Taking its title from another bit of Putney Swope business, The Agnew Funeral maladroitly previews the brilliant Nobody’s Cool with the unmemorable but pleasant “Switch” and surrounds it with a gorgeous cover of the Left Banke’s “Walk Away Renee,” the perplexing “Marijuana Vietnam,” “Famous Redheads” (five minutes of pretty pop with billowing distortion and power drumming), “Treat Me,” a noisy window-steamer that also rises and falls in an impressive display of dynamic control, and — 21 minutes later — an unlisted bonus version of it.

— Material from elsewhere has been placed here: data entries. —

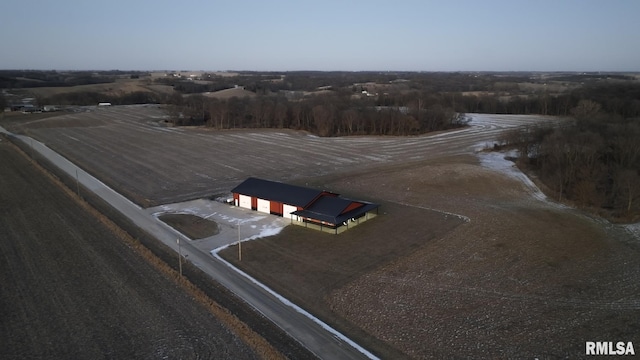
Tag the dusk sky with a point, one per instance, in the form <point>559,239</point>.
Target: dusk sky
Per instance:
<point>277,35</point>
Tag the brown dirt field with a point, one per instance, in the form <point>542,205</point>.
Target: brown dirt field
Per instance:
<point>114,88</point>
<point>71,289</point>
<point>524,278</point>
<point>193,226</point>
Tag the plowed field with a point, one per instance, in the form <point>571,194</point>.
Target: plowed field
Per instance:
<point>72,290</point>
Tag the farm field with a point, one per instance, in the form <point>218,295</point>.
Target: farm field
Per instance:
<point>523,277</point>
<point>72,289</point>
<point>126,147</point>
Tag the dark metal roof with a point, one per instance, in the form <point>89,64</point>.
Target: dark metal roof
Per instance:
<point>316,204</point>
<point>330,209</point>
<point>277,191</point>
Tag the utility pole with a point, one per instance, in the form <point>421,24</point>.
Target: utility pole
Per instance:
<point>77,183</point>
<point>239,243</point>
<point>179,256</point>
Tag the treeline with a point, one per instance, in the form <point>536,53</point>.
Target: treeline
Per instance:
<point>15,79</point>
<point>83,98</point>
<point>593,160</point>
<point>334,114</point>
<point>621,99</point>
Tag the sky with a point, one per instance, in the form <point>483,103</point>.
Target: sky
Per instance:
<point>327,35</point>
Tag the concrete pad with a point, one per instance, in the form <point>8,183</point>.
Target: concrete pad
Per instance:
<point>253,224</point>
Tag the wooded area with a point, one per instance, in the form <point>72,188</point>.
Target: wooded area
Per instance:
<point>594,160</point>
<point>333,114</point>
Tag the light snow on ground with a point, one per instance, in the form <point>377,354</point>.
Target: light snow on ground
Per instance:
<point>497,161</point>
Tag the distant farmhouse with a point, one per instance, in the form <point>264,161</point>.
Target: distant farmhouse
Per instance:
<point>303,206</point>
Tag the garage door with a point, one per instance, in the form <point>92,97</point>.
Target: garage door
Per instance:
<point>287,210</point>
<point>245,201</point>
<point>264,206</point>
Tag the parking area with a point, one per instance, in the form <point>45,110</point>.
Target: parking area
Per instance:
<point>233,222</point>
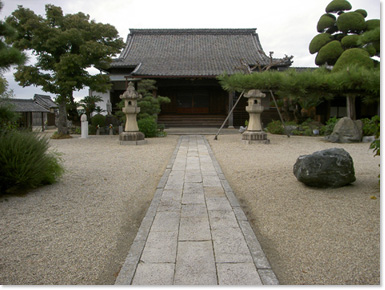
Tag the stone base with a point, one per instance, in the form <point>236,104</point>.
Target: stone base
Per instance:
<point>255,137</point>
<point>132,138</point>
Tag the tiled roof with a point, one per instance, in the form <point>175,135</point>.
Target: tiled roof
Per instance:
<point>45,101</point>
<point>190,52</point>
<point>23,105</point>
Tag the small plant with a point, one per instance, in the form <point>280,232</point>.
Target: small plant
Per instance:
<point>26,163</point>
<point>148,127</point>
<point>371,126</point>
<point>328,128</point>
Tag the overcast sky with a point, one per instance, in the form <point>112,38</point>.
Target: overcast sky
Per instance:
<point>285,27</point>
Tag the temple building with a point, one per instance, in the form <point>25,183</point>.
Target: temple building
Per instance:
<point>185,64</point>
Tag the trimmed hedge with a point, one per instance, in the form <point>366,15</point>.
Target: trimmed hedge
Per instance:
<point>354,56</point>
<point>319,41</point>
<point>338,5</point>
<point>326,21</point>
<point>25,161</point>
<point>351,22</point>
<point>329,53</point>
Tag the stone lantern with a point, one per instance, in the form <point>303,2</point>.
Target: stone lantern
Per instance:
<point>254,132</point>
<point>131,134</point>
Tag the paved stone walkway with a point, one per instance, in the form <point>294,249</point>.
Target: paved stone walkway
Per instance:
<point>195,232</point>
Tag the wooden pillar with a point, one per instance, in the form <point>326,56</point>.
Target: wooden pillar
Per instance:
<point>231,104</point>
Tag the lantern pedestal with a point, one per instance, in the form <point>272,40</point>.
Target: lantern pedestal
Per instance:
<point>131,134</point>
<point>254,133</point>
<point>132,138</point>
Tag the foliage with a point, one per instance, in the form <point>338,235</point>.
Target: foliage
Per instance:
<point>354,56</point>
<point>8,117</point>
<point>350,41</point>
<point>319,41</point>
<point>98,120</point>
<point>25,161</point>
<point>371,127</point>
<point>347,28</point>
<point>351,22</point>
<point>65,46</point>
<point>329,127</point>
<point>338,5</point>
<point>326,21</point>
<point>9,55</point>
<point>329,53</point>
<point>148,127</point>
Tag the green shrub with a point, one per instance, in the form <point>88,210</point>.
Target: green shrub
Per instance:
<point>25,161</point>
<point>319,41</point>
<point>362,12</point>
<point>353,56</point>
<point>372,24</point>
<point>350,41</point>
<point>329,53</point>
<point>148,127</point>
<point>329,127</point>
<point>98,119</point>
<point>371,127</point>
<point>338,5</point>
<point>351,22</point>
<point>275,127</point>
<point>326,21</point>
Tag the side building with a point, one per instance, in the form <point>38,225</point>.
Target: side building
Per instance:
<point>185,64</point>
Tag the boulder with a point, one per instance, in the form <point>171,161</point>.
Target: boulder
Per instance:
<point>346,131</point>
<point>327,168</point>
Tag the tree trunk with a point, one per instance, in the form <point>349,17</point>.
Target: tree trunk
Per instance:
<point>351,107</point>
<point>62,124</point>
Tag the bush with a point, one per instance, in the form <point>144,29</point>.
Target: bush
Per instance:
<point>326,21</point>
<point>329,127</point>
<point>338,5</point>
<point>26,163</point>
<point>319,41</point>
<point>148,127</point>
<point>329,53</point>
<point>275,127</point>
<point>98,119</point>
<point>351,22</point>
<point>371,127</point>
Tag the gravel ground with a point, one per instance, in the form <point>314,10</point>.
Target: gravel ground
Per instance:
<point>310,236</point>
<point>79,230</point>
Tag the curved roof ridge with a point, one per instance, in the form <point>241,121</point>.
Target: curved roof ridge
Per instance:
<point>192,30</point>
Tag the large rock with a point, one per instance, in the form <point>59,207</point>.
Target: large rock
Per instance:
<point>327,168</point>
<point>346,131</point>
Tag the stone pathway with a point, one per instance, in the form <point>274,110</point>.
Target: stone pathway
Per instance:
<point>195,232</point>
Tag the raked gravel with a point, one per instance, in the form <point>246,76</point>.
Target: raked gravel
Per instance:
<point>79,230</point>
<point>310,236</point>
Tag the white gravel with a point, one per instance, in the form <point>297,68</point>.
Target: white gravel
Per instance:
<point>79,230</point>
<point>310,236</point>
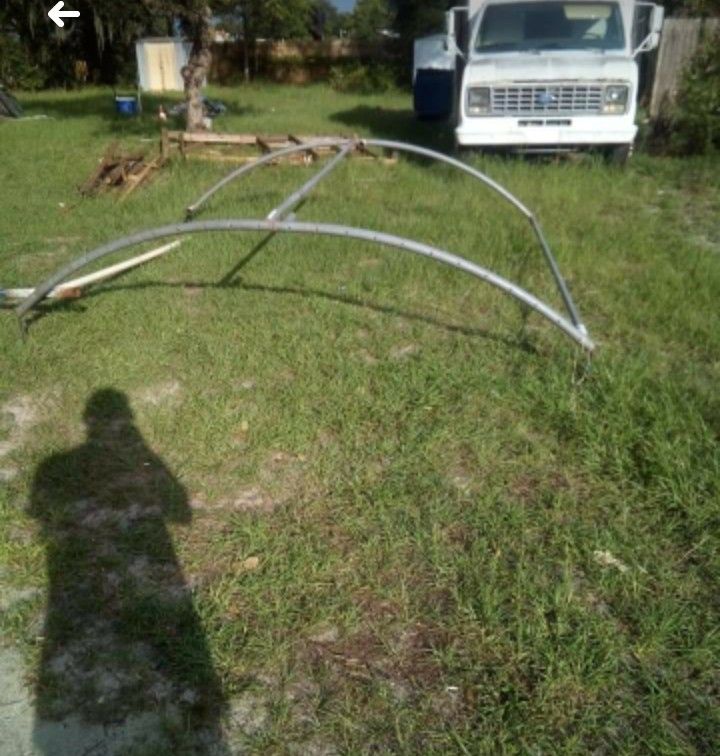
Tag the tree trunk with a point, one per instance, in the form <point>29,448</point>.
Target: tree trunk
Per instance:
<point>197,69</point>
<point>246,47</point>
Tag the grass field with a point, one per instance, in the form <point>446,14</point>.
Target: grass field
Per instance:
<point>364,504</point>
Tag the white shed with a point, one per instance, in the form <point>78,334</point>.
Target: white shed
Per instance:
<point>160,60</point>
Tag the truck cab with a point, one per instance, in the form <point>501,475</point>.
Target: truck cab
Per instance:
<point>548,75</point>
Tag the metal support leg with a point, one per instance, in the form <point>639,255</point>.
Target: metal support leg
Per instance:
<point>296,197</point>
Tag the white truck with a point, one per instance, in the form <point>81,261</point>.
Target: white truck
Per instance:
<point>538,75</point>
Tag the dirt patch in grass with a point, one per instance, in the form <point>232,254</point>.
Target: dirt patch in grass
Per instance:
<point>160,393</point>
<point>17,417</point>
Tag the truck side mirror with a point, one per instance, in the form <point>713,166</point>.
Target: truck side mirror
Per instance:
<point>450,23</point>
<point>657,18</point>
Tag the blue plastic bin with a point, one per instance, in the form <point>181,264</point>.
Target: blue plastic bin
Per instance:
<point>433,93</point>
<point>126,105</point>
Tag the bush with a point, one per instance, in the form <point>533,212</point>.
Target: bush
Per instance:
<point>362,79</point>
<point>16,69</point>
<point>695,120</point>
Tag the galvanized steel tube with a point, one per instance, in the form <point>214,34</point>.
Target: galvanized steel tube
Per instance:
<point>388,240</point>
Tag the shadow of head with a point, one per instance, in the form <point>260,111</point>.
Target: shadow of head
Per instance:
<point>107,409</point>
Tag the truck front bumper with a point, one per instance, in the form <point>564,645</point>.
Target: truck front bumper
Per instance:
<point>545,131</point>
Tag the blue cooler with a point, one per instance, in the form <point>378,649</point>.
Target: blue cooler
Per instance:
<point>126,106</point>
<point>433,93</point>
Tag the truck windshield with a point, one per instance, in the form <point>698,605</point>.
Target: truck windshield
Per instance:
<point>550,26</point>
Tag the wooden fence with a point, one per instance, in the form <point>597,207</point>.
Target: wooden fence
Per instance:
<point>293,62</point>
<point>681,39</point>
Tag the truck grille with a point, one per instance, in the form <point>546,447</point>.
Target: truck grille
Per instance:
<point>534,99</point>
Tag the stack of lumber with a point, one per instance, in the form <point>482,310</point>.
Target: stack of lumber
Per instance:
<point>121,171</point>
<point>244,148</point>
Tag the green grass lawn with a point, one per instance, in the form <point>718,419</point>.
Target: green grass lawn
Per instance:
<point>366,504</point>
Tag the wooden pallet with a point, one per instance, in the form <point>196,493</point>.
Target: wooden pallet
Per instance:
<point>255,143</point>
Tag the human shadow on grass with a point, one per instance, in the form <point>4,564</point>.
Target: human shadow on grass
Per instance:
<point>122,640</point>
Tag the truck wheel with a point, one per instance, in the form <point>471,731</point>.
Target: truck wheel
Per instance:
<point>617,154</point>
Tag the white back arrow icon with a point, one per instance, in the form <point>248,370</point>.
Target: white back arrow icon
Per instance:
<point>57,14</point>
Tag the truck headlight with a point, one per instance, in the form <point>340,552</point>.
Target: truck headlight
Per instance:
<point>478,101</point>
<point>615,99</point>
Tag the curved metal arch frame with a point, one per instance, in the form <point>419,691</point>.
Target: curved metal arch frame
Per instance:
<point>388,240</point>
<point>340,143</point>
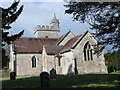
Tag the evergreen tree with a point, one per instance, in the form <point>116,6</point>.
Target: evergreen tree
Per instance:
<point>104,18</point>
<point>9,15</point>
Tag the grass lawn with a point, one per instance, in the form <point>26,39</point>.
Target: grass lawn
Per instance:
<point>66,81</point>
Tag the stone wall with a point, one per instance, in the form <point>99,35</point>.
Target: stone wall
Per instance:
<point>97,65</point>
<point>47,34</point>
<point>24,64</point>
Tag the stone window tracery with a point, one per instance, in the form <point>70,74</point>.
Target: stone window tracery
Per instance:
<point>34,62</point>
<point>88,52</point>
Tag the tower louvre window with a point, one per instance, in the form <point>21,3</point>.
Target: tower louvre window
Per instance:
<point>88,52</point>
<point>34,62</point>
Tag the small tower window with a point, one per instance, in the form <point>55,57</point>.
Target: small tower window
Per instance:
<point>33,62</point>
<point>88,52</point>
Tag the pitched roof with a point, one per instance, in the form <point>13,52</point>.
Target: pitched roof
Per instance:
<point>53,49</point>
<point>29,45</point>
<point>70,43</point>
<point>63,37</point>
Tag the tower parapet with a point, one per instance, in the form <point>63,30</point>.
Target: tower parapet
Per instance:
<point>51,31</point>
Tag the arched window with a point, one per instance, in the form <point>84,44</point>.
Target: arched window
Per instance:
<point>34,62</point>
<point>88,52</point>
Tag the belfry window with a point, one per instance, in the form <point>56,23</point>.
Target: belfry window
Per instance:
<point>34,62</point>
<point>88,52</point>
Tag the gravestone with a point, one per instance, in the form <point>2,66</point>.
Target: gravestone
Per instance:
<point>12,75</point>
<point>44,79</point>
<point>52,73</point>
<point>111,69</point>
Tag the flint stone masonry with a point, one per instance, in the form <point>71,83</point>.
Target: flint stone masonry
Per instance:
<point>64,53</point>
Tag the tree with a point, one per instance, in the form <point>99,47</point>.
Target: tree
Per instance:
<point>9,15</point>
<point>103,18</point>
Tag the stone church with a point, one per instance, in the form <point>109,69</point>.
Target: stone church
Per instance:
<point>67,54</point>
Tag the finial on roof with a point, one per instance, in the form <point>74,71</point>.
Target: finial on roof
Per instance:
<point>55,16</point>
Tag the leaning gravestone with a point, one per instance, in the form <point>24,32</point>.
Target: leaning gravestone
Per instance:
<point>12,75</point>
<point>52,73</point>
<point>44,79</point>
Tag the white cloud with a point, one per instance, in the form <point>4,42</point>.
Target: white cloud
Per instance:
<point>41,13</point>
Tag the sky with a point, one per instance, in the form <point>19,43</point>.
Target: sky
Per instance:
<point>41,13</point>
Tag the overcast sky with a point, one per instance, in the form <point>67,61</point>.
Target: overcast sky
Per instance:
<point>40,13</point>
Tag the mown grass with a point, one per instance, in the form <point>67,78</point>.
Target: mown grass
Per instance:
<point>65,81</point>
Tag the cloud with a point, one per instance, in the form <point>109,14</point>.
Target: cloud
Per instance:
<point>41,13</point>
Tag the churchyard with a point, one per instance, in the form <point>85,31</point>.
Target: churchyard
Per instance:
<point>110,80</point>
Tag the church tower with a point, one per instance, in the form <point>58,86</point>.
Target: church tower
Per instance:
<point>51,31</point>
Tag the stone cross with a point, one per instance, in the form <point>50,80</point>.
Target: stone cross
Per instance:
<point>13,76</point>
<point>52,73</point>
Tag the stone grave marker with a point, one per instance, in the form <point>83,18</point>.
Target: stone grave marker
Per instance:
<point>44,80</point>
<point>52,73</point>
<point>12,75</point>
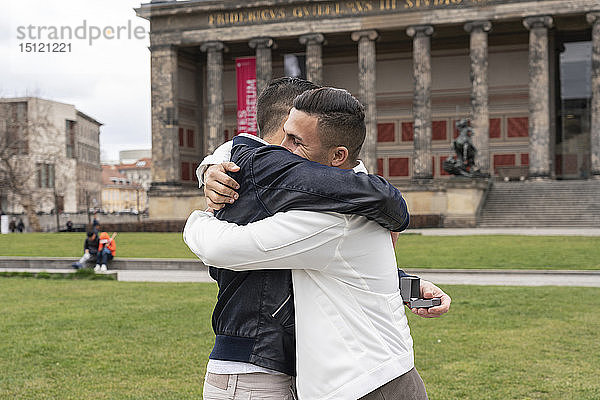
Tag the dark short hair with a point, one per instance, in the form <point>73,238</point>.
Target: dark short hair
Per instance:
<point>341,118</point>
<point>275,101</point>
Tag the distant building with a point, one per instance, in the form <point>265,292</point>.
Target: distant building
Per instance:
<point>56,151</point>
<point>131,156</point>
<point>119,193</point>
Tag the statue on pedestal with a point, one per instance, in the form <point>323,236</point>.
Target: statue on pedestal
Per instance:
<point>463,162</point>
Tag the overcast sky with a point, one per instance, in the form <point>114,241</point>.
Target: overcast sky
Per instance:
<point>108,79</point>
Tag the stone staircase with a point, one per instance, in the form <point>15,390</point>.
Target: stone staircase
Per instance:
<point>542,204</point>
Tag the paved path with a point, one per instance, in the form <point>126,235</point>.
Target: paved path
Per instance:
<point>506,231</point>
<point>438,276</point>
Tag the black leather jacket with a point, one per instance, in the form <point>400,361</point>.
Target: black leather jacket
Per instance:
<point>254,316</point>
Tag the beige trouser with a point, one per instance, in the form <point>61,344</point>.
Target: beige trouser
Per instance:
<point>256,386</point>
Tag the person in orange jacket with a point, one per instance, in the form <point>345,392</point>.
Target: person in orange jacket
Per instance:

In a stroke of extraordinary collegiate luck, reclusive novelist Thomas Pynchon took a shine to Lotion, and wound up visiting the studio and writing the liner notes to Nobody’s Cool. To the band’s inestimable credit, his three paragraphs of prosaic musing is the record’s least imaginative and involving component. Produced by Jim Rondinelli, the exhilarating album folds great gushing storms of friendly guitar noise into casually (but clearly) sung songs equipped with strong melodies and potent lyrical character. Substantial content underpins the pure thrall of sound here: beyond the breathless rush of “Dear Sir” and the shapely enigma of “The New Timmy,” “Sandra” — which ends coyly with the tinkle of toy piano — avoids sensationalism despite taking the disconsolate vantage point of a man kept at restraining order’s length. “Rock Chick” strikes that peculiar balance of vulnerably farcical serious irony well known to Pavement fans; “Precious Tiny” turns familial affection into ten minutes of droney feedback extravagance and still comes off tender. (For those Robert Downey aficionados with exceptionally discriminating ears, there’s a chunk of dialogue from Putney Swope inaudibly sunk into the song’s noise coda.)